The chart above highlights the list of concerns vehicle buyers have for BEVs by various geographic markets. Vehicle range is the most important concern among U.S. buyers, with the lack of public charging stations ranking second. We know the Biden administration has unleashed lots of money for EV charging stations, but it will take years for such a nationwide network to become widely established. Those two concerns appear to be universal issues for BEV sales. Solving them remains a hurdle for EV manufacturers and politicians.
The Wall Street Journal article pointed out that U.S. EV sales doubled in 2021 to 656,866 units, or 4.4% of total auto sales according to EV-volumes.com. This leaves the U.S. a long way from its goal of EVs representing 50% of total vehicle sales by 2030. The article surmises that the U.S. is out of the “innovator” phase of adoption of new technology when die-hard experimenters bought the product and into the “early adopter” phase. This is where government money to build the charging infrastructure and to subsidize EV buyers for the cost premium they must pay comes into play. Money for the former effort has been approved, but the latter is at risk, having been a key part of the Build Back Better legislation that has died in Congress. With Tesla and GM having exhausted the $7,500 per EV subsidy for its buyers, these leaders will have to figure out how to compete more on price in the future. With estimates that the supply-chain bottlenecks (including the limits on rare earth minerals needed for batteries) will keep the un-subsidized cost of EVs higher than ICE vehicles for another decade, the future of this automobile sector looks ready for a reassessment. We may still be surprised, but that will probably depend on government support.
Investment Legend Byron Wein’s 2022 Surprises Targets Energy
Byron Wein, formerly the chief investment strategist for Morgan Stanley and vice-chairman of private-equity giant Blackstone since 2009, has been making predictions of surprises that may impact investment markets for 37 years. His latest list of 10 surprises for 2022, meaning they have a better than 50% likelihood of happening but that an average investor would assign a one in three probability, has seven that are related to or could impact the energy sector. We list the seven below.
The stock market makes little gain this year, but value stocks (including energy) outperform growth stocks.

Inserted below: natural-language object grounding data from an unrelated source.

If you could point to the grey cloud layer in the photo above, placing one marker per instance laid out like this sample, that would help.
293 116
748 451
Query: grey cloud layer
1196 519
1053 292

Declines in the prices of transportation and energy encourage die-hard proponents of the view that inflation is “transitory’” but persistent inflation becomes a dominant theme.

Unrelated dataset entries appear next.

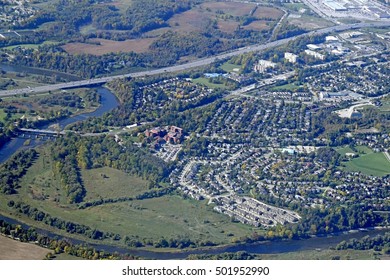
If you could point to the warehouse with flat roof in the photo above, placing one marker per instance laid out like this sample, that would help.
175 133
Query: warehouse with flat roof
335 6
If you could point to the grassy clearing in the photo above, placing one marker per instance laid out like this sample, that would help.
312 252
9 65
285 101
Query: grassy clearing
345 150
295 6
168 216
229 67
102 46
323 255
206 82
30 46
375 164
367 162
111 183
364 150
287 87
2 115
309 22
15 250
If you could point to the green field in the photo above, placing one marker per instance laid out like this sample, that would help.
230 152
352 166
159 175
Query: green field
325 255
345 150
287 87
169 216
30 46
375 164
206 82
367 162
228 67
111 183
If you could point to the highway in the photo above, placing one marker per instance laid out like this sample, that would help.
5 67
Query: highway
189 65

Despite Omicron, group meetings and convention gatherings return to pre-pandemic levels by year-end. People spend 3-4 days a week in the office and return to theaters, concerts, and sporting events.
Because OPEC producers cannot increase output sufficiently, West Texas crude oil confounds forward curves and analyst forecasts and rises above $100 per barrel.

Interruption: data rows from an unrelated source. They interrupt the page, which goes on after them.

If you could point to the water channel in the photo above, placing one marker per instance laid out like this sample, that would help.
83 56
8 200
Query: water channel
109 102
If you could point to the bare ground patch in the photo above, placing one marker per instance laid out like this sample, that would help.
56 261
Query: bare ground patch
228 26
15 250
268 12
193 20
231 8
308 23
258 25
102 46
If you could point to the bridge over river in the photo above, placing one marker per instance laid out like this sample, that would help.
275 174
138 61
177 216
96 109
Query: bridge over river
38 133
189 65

Suddenly, the nuclear alternative for power generation gains steam. A major nuclear site is approved for development in the Midwest. Fusion technology emerges as a possible future source of energy.
ESG evolves beyond corporate policy statements with governments and regulators instituting new rules, tests, and requirements for public companies.
The U.S. finds it cannot buy enough lithium batteries to power electric vehicles due to China reserving most of its rare earth mineral supplies for domestic use, thereby setting back this nation’s green energy initiative.
It will be interesting to see how many of these predictions come to pass. Wien has had some memorable predictions in the past, so we will see what it looks like in late-December.